Yargıtay’ın yaptığı temyiz incelemesinin ardından verdiği onama kararıyla birlikte istinaf incelemesi sonucunda verilen karar kesinleşecektir. Sanık, bu aşamadan sonra olağan kanun yollarını tüketmiş olmaktadır.
Bununla birlikte, bölge adliye mahkemelerince verilen hükmün Yargıtay’ın yaptığı temyiz incelemesi sonucunda onanması halinde sanığın kararın düzeltilmesi istemiyle Yargıtay Cumhuriyet Başsavcılığına başvurma hakkı bulunmaktadır.
Düzelterek onama, bölge adliye mahkemelerince istinaf incelemesi sonucunda verilen hükümde yer alan basit ve yeniden yargılama yapılmasını gerektirmeyen hataların düzeltilerek hükmün onanması anlamına gelmektedir. Buna örnek olarak, yargılama giderlerine yanlış hükmedilmesi, suça ilişkin cezaya hükmedilirken hesaplamalarda matematiksel hataların yapılması gösterilebilir.
Ceza Davalarında Temyiz Kanun Yoluna Başvurudan Sonra Yapılan Temyiz İncelemesi Sonucu “Kararın Düzeltilmesi” Başvurusu
Temyiz incelemesi sonucunda Yargıtay onama kararı verdiği takdirde olağanüstü bir kanun yolu olan Yargıtay Cumhuriyet Başsavcılığı’na kararın düzeltilmesi için başvurulması da mümkündür. Bu başvuru hakkında verilen hüküm Yargıtay uyarınca onanarak kesinleşen sanık tarafından yapılabileceği gibi Yargıtay Cumhuriyet Başsavcılığınca resen işletilmesi de mümkündür.
Ceza Davalarında Temyiz Kanun Yoluna Başvuru Sonucunda Hükmün Bozulması
Yargıtay tarafından yapılan temyiz incelemesi sonucunda hükmün bozulmasına karar verildiği takdirde bölge adliye mahkemesince verilen hüküm kesinleşmeyecektir. Hükmün bozulmasına karar verildikten sonra dosya yeniden bölge adliye mahkemesine veya ilk derece mahkemesine gönderilecektir. Dosya kendisine gönderilen mahkeme, eski hükümde direnme kararı verebileceği gibi tarafları davet ederek yeniden bir yargılama da yapabilecektir.
Temyiz Kanun Yolunda Bozmaya Karşı Direnme Kararı (CMK m. 307/4)
Yargıtaydan verilen bozma kararına bölge adliye veya ilk derece mahkemesinin direnme hakkı vardır. Direnme kararları, kararına direnilen daireye gönderilecektir.

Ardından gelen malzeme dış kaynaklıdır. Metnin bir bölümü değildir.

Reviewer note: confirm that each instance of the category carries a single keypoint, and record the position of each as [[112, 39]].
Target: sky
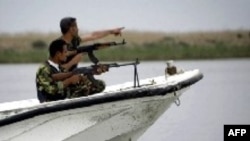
[[17, 16]]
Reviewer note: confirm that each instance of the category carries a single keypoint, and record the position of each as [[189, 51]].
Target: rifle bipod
[[136, 76]]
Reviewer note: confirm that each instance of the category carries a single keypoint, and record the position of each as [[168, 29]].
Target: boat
[[123, 112]]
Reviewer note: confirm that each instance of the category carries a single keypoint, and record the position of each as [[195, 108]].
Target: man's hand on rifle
[[117, 31], [100, 68]]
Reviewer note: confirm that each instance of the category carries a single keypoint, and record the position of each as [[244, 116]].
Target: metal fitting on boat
[[170, 69]]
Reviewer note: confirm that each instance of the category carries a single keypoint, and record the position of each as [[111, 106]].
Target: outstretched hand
[[117, 31]]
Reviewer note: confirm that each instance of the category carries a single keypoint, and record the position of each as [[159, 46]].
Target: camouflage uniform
[[85, 87], [50, 90], [47, 88]]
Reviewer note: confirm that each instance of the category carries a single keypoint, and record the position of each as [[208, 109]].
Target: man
[[52, 84], [70, 35]]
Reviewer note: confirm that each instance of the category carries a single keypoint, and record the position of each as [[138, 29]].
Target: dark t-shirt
[[71, 47]]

Daire, mümkün olan en kısa sürede direnme kararını inceleyecek ve yerinde görürse kararını düzeltecektir; görmezse dosyayı Yargıtay Ceza Genel Kuruluna gönderecektir. Direnme üzerine Yargıtay Ceza Genel Kurulunca verilen kararlara karşı direnme mümkün değildir.